1. Panthers QB Cam Newton, 2011 / 3,893 — Newton quieted any questions about his ability to throw in a pro-style offense in his first career game, airing it out for 422 yards. When people said, "That won't happen again," all Newton did was throw for 432 the next week in a loss to the Packers. What has made his rookie season even more impressive is that he also has rushed for 609 yards and 13 touchdowns.
2. Colts QB Peyton Manning, 1998 / 3,739 — After being the top overall pick in the 1998 draft, the Colts started Manning in Week One and never turned back. As a rookie, he led the league in both passing attempts (575) and interceptions (28) en route to a 3-13 record. However, he also tossed 26 touchdown passes and laid the foundation for a Hall of Fame career.

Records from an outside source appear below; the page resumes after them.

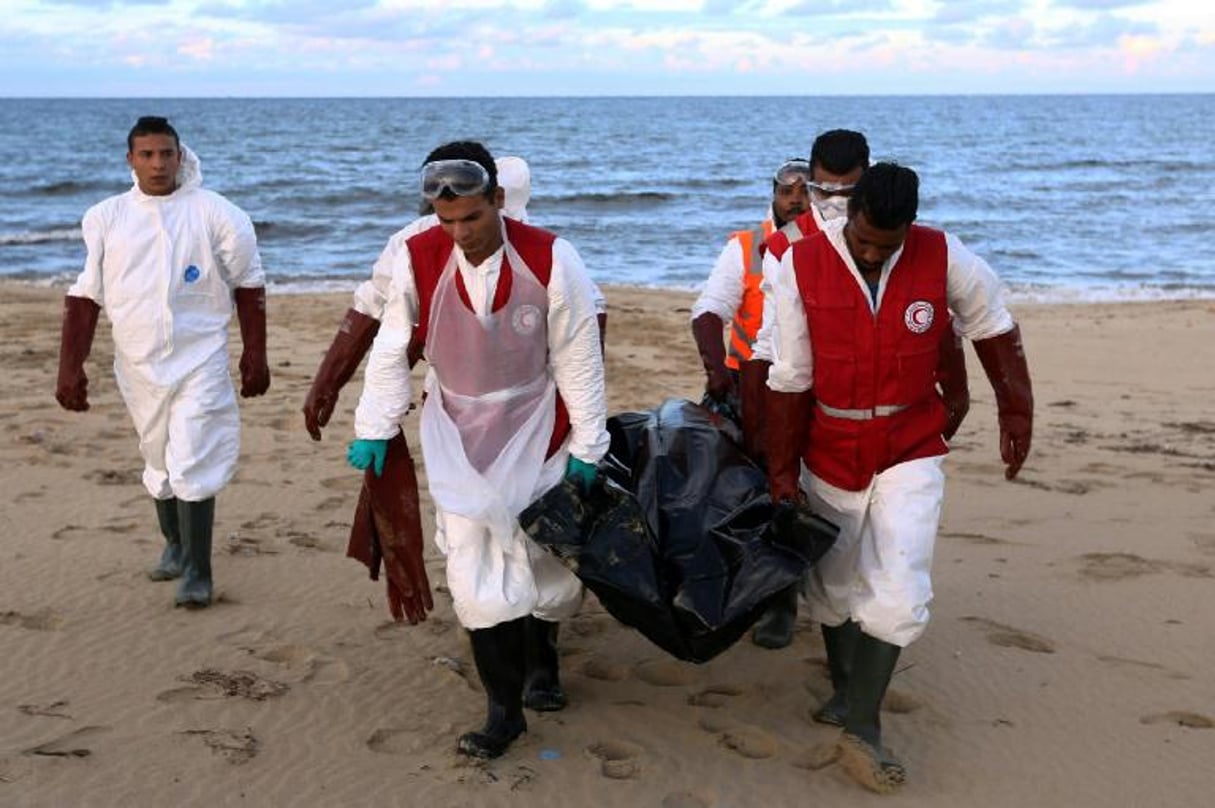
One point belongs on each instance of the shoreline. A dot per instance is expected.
(1067, 660)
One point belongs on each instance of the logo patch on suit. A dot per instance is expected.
(525, 320)
(919, 316)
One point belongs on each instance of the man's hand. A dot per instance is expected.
(363, 453)
(581, 473)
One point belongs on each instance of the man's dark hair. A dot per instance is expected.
(467, 150)
(840, 151)
(888, 193)
(151, 125)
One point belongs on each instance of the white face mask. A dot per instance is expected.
(830, 207)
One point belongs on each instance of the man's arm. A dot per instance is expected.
(386, 386)
(575, 355)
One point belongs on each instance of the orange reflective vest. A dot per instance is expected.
(749, 316)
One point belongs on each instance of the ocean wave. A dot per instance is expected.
(71, 187)
(604, 199)
(40, 236)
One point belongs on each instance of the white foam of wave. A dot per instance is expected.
(41, 236)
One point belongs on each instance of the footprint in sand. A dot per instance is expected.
(247, 546)
(750, 742)
(665, 673)
(1181, 718)
(218, 684)
(40, 621)
(401, 740)
(604, 670)
(1122, 661)
(619, 760)
(817, 757)
(74, 744)
(1009, 637)
(54, 710)
(1117, 566)
(688, 800)
(236, 746)
(715, 695)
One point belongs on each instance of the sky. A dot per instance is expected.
(593, 47)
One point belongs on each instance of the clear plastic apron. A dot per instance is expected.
(490, 405)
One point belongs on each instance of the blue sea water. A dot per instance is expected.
(1068, 197)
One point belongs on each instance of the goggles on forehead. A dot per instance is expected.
(831, 188)
(792, 173)
(462, 178)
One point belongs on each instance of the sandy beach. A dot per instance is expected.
(1069, 659)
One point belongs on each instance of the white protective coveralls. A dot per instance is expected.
(514, 178)
(487, 421)
(164, 269)
(879, 572)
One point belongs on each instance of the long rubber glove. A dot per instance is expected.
(250, 310)
(79, 326)
(363, 453)
(954, 389)
(1004, 360)
(789, 423)
(707, 329)
(349, 348)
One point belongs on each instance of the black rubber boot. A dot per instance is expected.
(862, 752)
(841, 644)
(775, 626)
(169, 566)
(542, 685)
(196, 520)
(498, 653)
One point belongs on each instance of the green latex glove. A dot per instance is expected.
(362, 453)
(581, 473)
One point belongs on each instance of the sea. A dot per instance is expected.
(1069, 198)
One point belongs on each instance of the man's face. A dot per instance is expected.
(790, 201)
(832, 204)
(154, 159)
(473, 222)
(870, 247)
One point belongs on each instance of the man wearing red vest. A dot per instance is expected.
(859, 314)
(837, 159)
(506, 316)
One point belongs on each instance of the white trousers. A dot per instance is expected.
(879, 572)
(190, 433)
(491, 585)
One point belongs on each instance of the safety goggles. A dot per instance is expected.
(792, 173)
(461, 178)
(831, 188)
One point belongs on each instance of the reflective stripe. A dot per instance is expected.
(881, 411)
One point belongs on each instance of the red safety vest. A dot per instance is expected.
(876, 401)
(429, 252)
(749, 316)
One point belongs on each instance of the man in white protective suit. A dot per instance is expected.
(506, 317)
(388, 525)
(169, 260)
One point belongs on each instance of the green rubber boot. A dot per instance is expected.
(860, 746)
(196, 520)
(841, 644)
(499, 655)
(170, 558)
(542, 685)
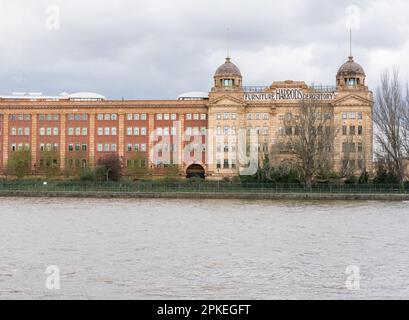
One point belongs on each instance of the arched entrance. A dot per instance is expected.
(195, 170)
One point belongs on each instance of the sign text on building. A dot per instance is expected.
(288, 94)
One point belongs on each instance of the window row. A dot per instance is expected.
(48, 146)
(77, 131)
(77, 117)
(20, 146)
(226, 164)
(107, 117)
(166, 116)
(136, 131)
(48, 117)
(107, 131)
(350, 147)
(352, 115)
(19, 131)
(77, 147)
(195, 131)
(226, 130)
(166, 131)
(257, 116)
(20, 117)
(195, 116)
(49, 131)
(226, 116)
(136, 147)
(106, 147)
(136, 116)
(352, 130)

3. Rams QB Sam Bradford, 2010 / 3,512 — Considering his top target was undrafted free agent Danny Amendola, Bradford's rookie season was quite the accomplishment. The No. 1 pick of the 2010 draft started immediately and was a major reason the Rams went from 1-15 the year prior to his arrival to 7-9. Along with the impressive yardage total, Bradford also threw more touchdowns (18) than interceptions (15).
4. Falcons QB Matt Ryan, 2008 / 3,440 — Along with RB Michael Turner and head coach Mike Smith, Ryan ignited a turnaround of the entire Falcons franchise in 2008. The QB completed 61.1 percent of his passes, started all 16 games and helped Atlanta go 11-5 and win the NFC South, just a season after the team had gone 4-12.

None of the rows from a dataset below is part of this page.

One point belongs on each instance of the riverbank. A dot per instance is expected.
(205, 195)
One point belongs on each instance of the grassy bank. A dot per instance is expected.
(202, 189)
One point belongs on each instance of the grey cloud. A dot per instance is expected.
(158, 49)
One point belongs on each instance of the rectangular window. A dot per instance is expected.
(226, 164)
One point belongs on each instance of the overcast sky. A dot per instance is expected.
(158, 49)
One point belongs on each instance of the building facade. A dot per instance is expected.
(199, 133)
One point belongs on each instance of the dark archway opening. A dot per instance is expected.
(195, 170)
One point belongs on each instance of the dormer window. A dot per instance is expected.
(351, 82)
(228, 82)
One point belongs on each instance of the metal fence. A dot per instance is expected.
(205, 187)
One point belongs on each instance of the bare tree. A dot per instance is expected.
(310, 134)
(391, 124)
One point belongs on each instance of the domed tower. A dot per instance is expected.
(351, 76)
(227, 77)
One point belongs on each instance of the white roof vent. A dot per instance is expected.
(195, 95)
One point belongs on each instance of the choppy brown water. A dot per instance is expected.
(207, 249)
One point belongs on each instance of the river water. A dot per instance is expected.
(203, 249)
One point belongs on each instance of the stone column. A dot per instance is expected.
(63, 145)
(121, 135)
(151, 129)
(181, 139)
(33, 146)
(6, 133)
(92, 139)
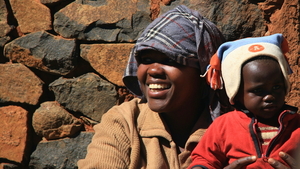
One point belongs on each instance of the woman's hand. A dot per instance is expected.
(242, 162)
(287, 158)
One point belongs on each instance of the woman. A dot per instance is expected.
(162, 128)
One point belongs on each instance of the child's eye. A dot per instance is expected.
(257, 91)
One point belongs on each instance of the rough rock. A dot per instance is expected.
(58, 154)
(44, 51)
(88, 94)
(5, 28)
(52, 121)
(109, 60)
(94, 21)
(19, 84)
(31, 15)
(14, 135)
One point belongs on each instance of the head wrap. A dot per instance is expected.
(231, 56)
(183, 35)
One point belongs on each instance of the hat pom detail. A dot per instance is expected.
(213, 73)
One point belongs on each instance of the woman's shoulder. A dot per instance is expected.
(127, 112)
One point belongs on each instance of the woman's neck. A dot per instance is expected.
(181, 123)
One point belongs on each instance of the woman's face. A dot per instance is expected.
(167, 85)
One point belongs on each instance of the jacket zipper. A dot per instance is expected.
(253, 134)
(257, 144)
(272, 142)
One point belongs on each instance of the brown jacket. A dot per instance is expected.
(132, 136)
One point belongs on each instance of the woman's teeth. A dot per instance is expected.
(154, 87)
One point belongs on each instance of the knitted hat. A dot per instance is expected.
(228, 61)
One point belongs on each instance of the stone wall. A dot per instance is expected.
(61, 64)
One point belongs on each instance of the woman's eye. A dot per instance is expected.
(171, 62)
(146, 61)
(277, 87)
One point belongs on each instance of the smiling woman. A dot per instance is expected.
(161, 127)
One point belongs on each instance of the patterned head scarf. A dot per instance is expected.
(183, 35)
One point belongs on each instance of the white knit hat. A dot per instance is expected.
(232, 55)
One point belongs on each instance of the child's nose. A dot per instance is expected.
(269, 98)
(155, 69)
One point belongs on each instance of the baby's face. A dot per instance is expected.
(262, 89)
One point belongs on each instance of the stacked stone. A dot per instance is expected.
(62, 61)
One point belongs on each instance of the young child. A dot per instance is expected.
(255, 73)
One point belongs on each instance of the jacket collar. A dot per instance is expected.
(151, 125)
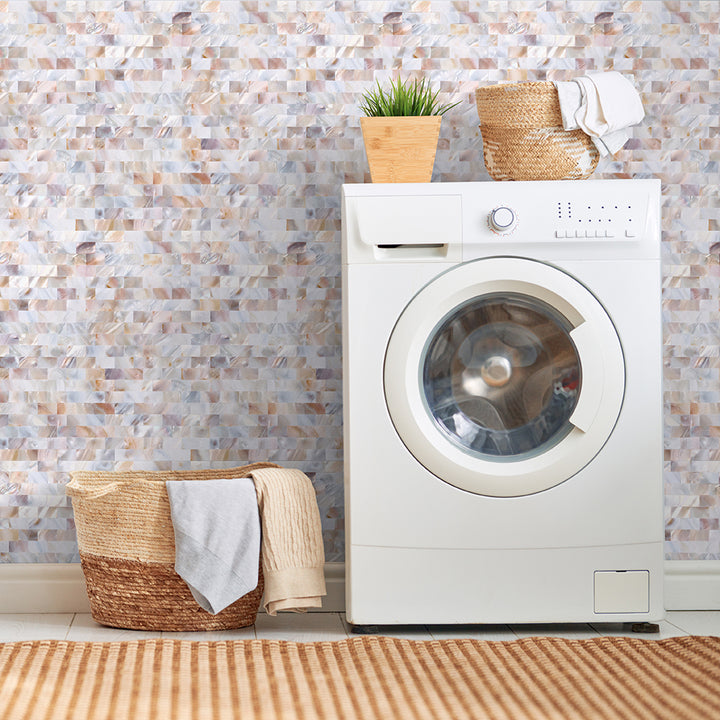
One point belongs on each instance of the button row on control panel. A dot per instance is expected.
(590, 233)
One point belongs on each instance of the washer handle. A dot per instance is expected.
(592, 376)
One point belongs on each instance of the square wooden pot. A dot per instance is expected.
(401, 149)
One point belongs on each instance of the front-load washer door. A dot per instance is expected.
(504, 376)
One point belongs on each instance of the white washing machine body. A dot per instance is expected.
(502, 402)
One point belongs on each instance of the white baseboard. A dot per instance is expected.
(692, 585)
(58, 588)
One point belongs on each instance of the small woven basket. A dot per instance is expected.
(523, 135)
(127, 552)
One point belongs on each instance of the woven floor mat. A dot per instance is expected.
(365, 677)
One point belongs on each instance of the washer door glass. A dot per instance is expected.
(501, 376)
(504, 376)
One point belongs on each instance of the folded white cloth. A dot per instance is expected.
(217, 538)
(603, 105)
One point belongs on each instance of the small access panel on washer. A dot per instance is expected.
(502, 402)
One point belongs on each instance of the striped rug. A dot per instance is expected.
(364, 677)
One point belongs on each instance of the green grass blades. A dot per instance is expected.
(404, 97)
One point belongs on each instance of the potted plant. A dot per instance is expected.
(401, 130)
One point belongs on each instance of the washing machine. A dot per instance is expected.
(502, 402)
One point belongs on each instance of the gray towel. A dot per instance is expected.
(217, 538)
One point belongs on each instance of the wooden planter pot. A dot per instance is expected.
(401, 149)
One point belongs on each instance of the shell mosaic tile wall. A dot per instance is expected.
(170, 225)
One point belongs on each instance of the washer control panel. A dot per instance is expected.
(603, 218)
(502, 220)
(546, 216)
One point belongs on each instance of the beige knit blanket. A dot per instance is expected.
(292, 549)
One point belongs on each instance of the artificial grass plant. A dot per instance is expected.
(405, 97)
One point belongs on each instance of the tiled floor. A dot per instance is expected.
(333, 626)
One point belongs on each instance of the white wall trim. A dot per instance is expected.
(46, 588)
(692, 585)
(60, 588)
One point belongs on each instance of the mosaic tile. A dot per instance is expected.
(170, 245)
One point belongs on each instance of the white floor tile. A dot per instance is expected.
(696, 622)
(574, 631)
(300, 627)
(34, 626)
(475, 632)
(625, 630)
(85, 629)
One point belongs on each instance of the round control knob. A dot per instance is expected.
(502, 219)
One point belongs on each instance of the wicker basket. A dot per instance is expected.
(127, 553)
(523, 136)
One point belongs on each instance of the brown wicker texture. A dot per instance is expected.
(523, 136)
(127, 552)
(366, 678)
(152, 596)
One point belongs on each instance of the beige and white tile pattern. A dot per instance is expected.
(170, 224)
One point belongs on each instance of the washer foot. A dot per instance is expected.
(645, 627)
(364, 629)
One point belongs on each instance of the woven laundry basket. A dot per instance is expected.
(127, 552)
(523, 135)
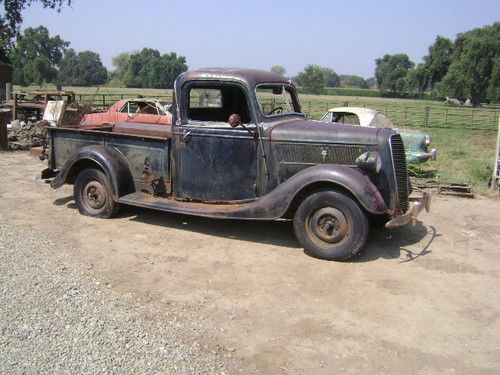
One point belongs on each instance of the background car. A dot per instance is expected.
(140, 110)
(416, 143)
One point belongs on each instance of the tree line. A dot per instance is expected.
(467, 68)
(39, 58)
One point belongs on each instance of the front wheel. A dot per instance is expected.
(92, 193)
(330, 225)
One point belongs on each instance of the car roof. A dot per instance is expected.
(251, 77)
(365, 115)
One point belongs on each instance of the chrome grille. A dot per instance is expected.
(320, 154)
(400, 173)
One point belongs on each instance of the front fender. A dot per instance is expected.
(277, 202)
(113, 164)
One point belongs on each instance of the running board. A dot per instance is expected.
(221, 211)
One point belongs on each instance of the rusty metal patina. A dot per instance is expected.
(225, 156)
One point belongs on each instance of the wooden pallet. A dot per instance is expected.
(455, 189)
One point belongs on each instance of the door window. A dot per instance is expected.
(216, 104)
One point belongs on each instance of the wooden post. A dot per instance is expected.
(8, 91)
(426, 116)
(14, 107)
(4, 143)
(496, 167)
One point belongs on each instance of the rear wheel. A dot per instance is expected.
(330, 225)
(92, 193)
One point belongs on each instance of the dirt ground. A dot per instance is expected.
(423, 299)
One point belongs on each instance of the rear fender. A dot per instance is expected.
(110, 161)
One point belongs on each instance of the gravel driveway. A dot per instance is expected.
(56, 319)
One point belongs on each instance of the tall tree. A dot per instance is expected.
(11, 19)
(474, 71)
(279, 69)
(391, 71)
(82, 69)
(120, 62)
(36, 56)
(148, 68)
(437, 62)
(416, 79)
(315, 78)
(352, 81)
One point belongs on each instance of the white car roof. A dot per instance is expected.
(365, 115)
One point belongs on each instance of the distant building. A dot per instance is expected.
(5, 77)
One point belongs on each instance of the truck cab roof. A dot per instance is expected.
(249, 77)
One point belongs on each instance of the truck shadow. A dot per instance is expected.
(381, 243)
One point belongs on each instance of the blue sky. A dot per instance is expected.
(346, 36)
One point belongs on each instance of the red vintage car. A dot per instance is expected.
(139, 110)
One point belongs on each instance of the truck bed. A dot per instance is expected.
(148, 156)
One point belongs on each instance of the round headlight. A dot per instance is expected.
(369, 161)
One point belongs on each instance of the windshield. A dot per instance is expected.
(277, 99)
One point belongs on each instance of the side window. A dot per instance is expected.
(345, 118)
(205, 98)
(216, 104)
(130, 107)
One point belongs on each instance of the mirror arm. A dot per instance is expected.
(253, 134)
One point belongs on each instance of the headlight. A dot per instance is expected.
(428, 140)
(369, 161)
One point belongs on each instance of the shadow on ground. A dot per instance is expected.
(381, 243)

5. Bengals QB Andy Dalton, 2011 / 3,166 — Dalton has benefited from Jay Gruden's West Coast offense and is one of the bigger surprises among rookies this season, connecting often with another rookie, WR A.J. Green. Dalton has five games with 170 passing yards or fewer and three games with more than 297 passing yards. But Dalton has one thing that Newton doesn't have — a chance at the playoffs.
6. Ravens QB Joe Flacco, 2008 / 2,971 — Despite never eclipsing 300 yards in a game, the first-round pick out of Delaware was exactly the type of signalcaller the Ravens needed in 2008. Flacco helped Baltimore win a wild-card playoff berth, then led them to the AFC championship game. He started all 16 games in '08 and has never missed a start in his career.
7. Panthers QB Chris Weinke, 2001 / 2,931 — Though he was a fourth-round pick, the former Heisman Trophy winner came in and started for the Panthers in 2001. Weinke won the season opener, but he lost his other 14 starts, throwing 19 interceptions and only 11 TDs. Of his 20 career starts, 15 of them came as a rookie.
8. Seahawks QB Rick Mirer, 1993 / 2,833 — The No. 2 overall pick in the '93 draft, Mirer started all 16 games for the Seahawks and threw 486 passes. His team went 6-10, and he tossed 12 TDs and 17 interceptions. After four disappointing seasons in Seattle, Mirer became a journeyman, playing for seven teams in his 12-year NFL career.